そんな中、妹皇女が学園を卒業し始めての夜会へ出席。今までは弟皇子たちにエスコートやダンスを任せていた聖女だが、この夜会では皇子たちには婚約者が同伴する。好機と思っていた貴公子たちだったが、聖女をエスコートしたのはなんと男装した妹皇女。兄たちが姉をエスコートしたのだからと駄々をこねる妹に負けた聖女は、結婚から逃れるためにも妹の手を取った。
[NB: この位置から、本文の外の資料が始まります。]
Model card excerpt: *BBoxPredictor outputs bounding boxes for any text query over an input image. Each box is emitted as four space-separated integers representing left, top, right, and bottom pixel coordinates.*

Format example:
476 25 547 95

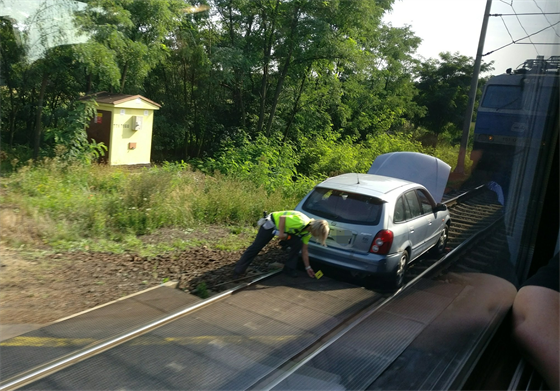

ただ聖女に続いて妹皇女の結婚事情も厳しくなりそうな成り行きに、皇帝夫妻は頭を抱えることになる。
・子爵家ルート
学園を卒業後、本格的に商売を広げ始めたアーシャ。現皇帝の後継者問題に端を発し、帝都は不穏な情勢。子爵家ともども河岸変えを考える。そのためルキウサリアで結婚相手を探し始めると、同級生だったソーとウェルンがあれこれと世話を焼いた。そうしてルキウサリアと帝国の両方で爵位を持つ貴族のご令嬢との縁談がまとまる。前世の感覚もあるアーシャは、まず婚約期間を設けてお付き合いから始め少しずつ距離を狭めた。
その間に帝都では次代の皇帝の地位が政争化。健康な男児ということでアレキオン伯爵アーシャの帝室参加の話も出たことをソーに警告され、アーシャは婚約者と新たな販路を広げるために叔母のいるリビウスへと旅に出た。リビウスで船を得て新たな商売を広げたアーシャは、婚約者と結婚のため大陸中央へ帰る。
そんなアーシャを帝都で迎えたのは、王太子に内定したソー。皇帝は子供たちの療養のため、退位を決意したのだった。
・犯罪者ギルドルート
思春期となったコールは、改まった様子でハリオラータたちに呼ばれる。しかし兄を自称するハリオラータの頭目、クトルはあえて除外されて。そこで説明されたのは、クトルの執着と、外に女を作る際の注意点。あくまで淀みの魔法使いでなければ身内認定をしないため、そうでない相手を選ぶととても態度が悪い。その上子供ができればその子供に執着を始め、淀みの魔法使いにしようと子供を奪うという面倒さ。
同じ男のイムとバッソに娼館を紹介してもらうことで済ませることにしたコールだったが、娼館でクトルの子供だという少年を投げ渡されてしまった。頭を抱えるコールだが、自分本位なハリオラータたちは特に子供の面倒を見はしない。常識を捨てきれなかったコールは子供の世話をし、遊び相手はいても妻はいない、子持ちとなったのだった。
・幽閉ルート
十年シャルの助手として私心なく働いたノーマは、マルさんに褒美を与えると言われて一つの願いを口にした。「妹にシャルさまの情けを」と。それはシャルを見張り、場合によっては始末を請け負うマルさんにとって看過できない願い。ノーマさえ始末しかねない状況に、シャルも加勢してマルさんと一年をかけて話し合いという攻防を行う。
マルさんがあえて息子と役目を交代する日にのみ、情交を知らない態で許された。その後、妹とシャルは二度と会わない約束でひと晩を過ごす。もちろん子ができたとしても親として認められることはなく、男が生まれれば暗殺の可能性さえある。それでも結ばれた後、ノーマの妹は姿を消した。
シャルは一夜の妻となった女性がどうしているかも知らず、子ができたかも知らない。知ることもまた、第一皇子だったことを話すのと同じ罰が下る約束をしたため、生涯知ることはなかった。
ただ遠くで幽閉される父から、手紙が届く。新たに雇われた女中が連れた子が、幼い頃のシャルを思い出すという手紙だった。